1486: Derivation and Internal Validation of a Disease-specific Cardiovascular Risk Prediction Model for Patients with Psoriatic Arthritis and Psoriasis
Keith Colaco1, Ker-Ai Lee2, Vinod Chandran3, Paula Harvey4, Richard Cook2, Vincent Piguet4, Dafna Gladman5 and Lihi Eder6, 1University of Toronto, Toronto, ON, Canada, 2University of Waterloo, Waterloo, ON, Canada, 3Departments of Medicine and Laboratory Medicine and Pathobiology, University of Toronto/ Schroeder Arthritis Institute, Krembil Research Institute, University Health Network, Toronto, ON, Canada, 4Women's College Hospital, Toronto, ON, Canada, 5Toronto Western Hospital, Schroeder Arthritis Institute, Toronto, ON, Canada, 6Women’s College Research Institute, Department of Medicine, University of Toronto, Toronto, ON, Canada
Background/Purpose: Cardiovascular risk in patients with psoriatic disease (PsD) may be underestimated by conventional scoring systems. We derived and internally validated a 5-year disease-specific cardiovascular risk prediction model for patients with PsD.
Methods: Participants from a longitudinal PsD cohort without a prior history of cardiovascular events who were followed from 1992 to 2020 were analyzed. Data on cardiovascular risk factors, and PsD-related features that included measures of musculoskeletal and skin inflammation, patient-reported outcomes and medications were obtained from the cohort's database. The study outcome included a composite cardiovascular event including any of the following: angina, myocardial infarction, congestive heart failure, transient ischemic attack, stroke, revascularization procedures and cardiovascular death. Using time-varying covariates, we fit models to predict cardiovascular events within a 5-year time period. A base prediction model including traditional cardiovascular risk factors was first assessed, followed by an expanded model that included the base model and PsD-related features. Model performance was assessed using measures of discrimination and calibration, and sensitivity and specificity.
Results: A total of 1,336 patients (92% with psoriatic arthritis) were analyzed (mean age 48 ± 12.9 years, 46.8% female) (Table 1). During a mean follow-up of 6.8 years, 85 (6.4%) patients developed incident cardiovascular events. Discriminative ability of the base model (with traditional cardiovascular risk factors alone) was excellent, with an AUC of 85.5 (95% CI 81.9-89.1) (Figure 1). An expanded model that included traditional cardiovascular risk factors and the number of damaged joints did not improve risk discrimination compared to the base model (AUC 85.5, 95% CI 82.0-89.1).
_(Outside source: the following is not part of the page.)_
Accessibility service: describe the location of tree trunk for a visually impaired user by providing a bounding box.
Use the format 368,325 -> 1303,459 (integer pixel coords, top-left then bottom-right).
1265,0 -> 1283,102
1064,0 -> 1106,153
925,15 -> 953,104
All models were well calibrated and appeared to be an accurate estimate of the observed number of cardiovascular events (Figure 2). Sensitivity and specificity of the 10% cut-off point for cardiovascular risk was 49% and 92%, respectively. When considering the total number of cardiovascular events, depending on the model, up to 53% of events occurred in patients who were classified as 'intermediate risk' (< 10%).
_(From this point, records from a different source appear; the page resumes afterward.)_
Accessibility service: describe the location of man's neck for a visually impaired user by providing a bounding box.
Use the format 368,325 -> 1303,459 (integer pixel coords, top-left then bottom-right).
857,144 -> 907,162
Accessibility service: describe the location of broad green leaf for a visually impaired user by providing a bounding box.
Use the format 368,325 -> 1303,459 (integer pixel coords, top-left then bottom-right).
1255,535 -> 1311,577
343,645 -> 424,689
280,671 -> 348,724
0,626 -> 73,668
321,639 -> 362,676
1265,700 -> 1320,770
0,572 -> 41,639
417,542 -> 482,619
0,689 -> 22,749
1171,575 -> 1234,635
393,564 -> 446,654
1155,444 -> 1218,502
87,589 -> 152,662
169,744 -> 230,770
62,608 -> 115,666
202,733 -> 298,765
Conclusion: A prediction model that includes traditional cardiovascular risk factors alone is accurate in predicting cardiovascular risk in patients with PsD, showing excellent discrimination and calibration in this patient population. Table 1 - Baseline characteristics of the study population.
Figure 1. Receiver operating characteristic (ROC)-curve for the different risk prediction models. Comparison of base model (traditional CV risk factors) and expanded model (traditional CV risk factors plus other disease-related factors) for prediction of cardiovascular events.
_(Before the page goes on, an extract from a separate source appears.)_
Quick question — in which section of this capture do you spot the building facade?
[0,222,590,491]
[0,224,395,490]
Figure 2 - Observed (grey) versus predicted (white) probability of CV events in deciles of predicted risk, for the base (A), expanded (B), and sensitivity analysis (C) risk prediction models. Disclosures: K. Colaco, None; K. Lee, None; V. Chandran, AbbVie, AstraZeneca, Bristol-Myers Squibb, Eli Lilly, Janssen, Novartis, Amgen, Pfizer Inc, UCB; P. Harvey, None; R. Cook, None; V. Piguet, None; D. Gladman, AbbVie, Amgen, Eli Lilly, Janssen, Gilead, Novartis, Pfizer, Bristol-Myers Squibb(BMS), Galapagos, UCB Pharma, Celgene; L. Eder, AbbVie, Lilly, Novartis, UCB, Pfizer.